Ces nouvelles de style réaliste suggèrent l’évolution de modestes Algériens du siècle dernier, entre la Kabylie, Alger et Paris, pour ce qui est de l’espace, et des traditions villageoises à la vie quotidienne urbaine, en passant par l’exil et la lutte indépendantiste, pour ce qui concerne le temps vécu. Parcours individuels (paysan soutien de la lutte et que le régime nouveau laissera ruiné, émigré intégré en France que l’engagement dans le FLN conduira en prison, déporté dans un camp de travail durant la Seconde Guerre mondiale, qui se convertira au christianisme), portraits de groupes (la contribution essentielle des femmes de la Casbah à la résistance des années 1950, l’Aïd lors duquel se réunit la communauté familiale éparpillée par les conditions de travail…) – ces récits témoignent sobrement de destins souvent écartelés que réunissent une solidarité sous-jacente et une simple discrétion.

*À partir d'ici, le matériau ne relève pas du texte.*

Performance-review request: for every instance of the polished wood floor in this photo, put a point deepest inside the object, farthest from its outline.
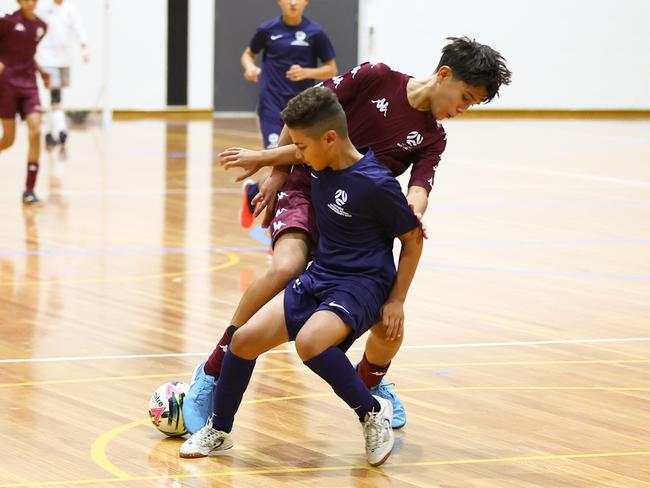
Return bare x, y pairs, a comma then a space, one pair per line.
527, 356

Né en 1936 à Djemaa Saharidj, ayant participé à la grève des études à Tizi Ouzou en 1956, puis milité à la Fédération de France du F.L.N. et connu la prison, Rabah Mahiout fut, après l’indépendance, attaché de presse et journaliste en Algérie. Il a fondé à Paris le périodique Bladi, bulletin de liaison des Algériens de l’émigration.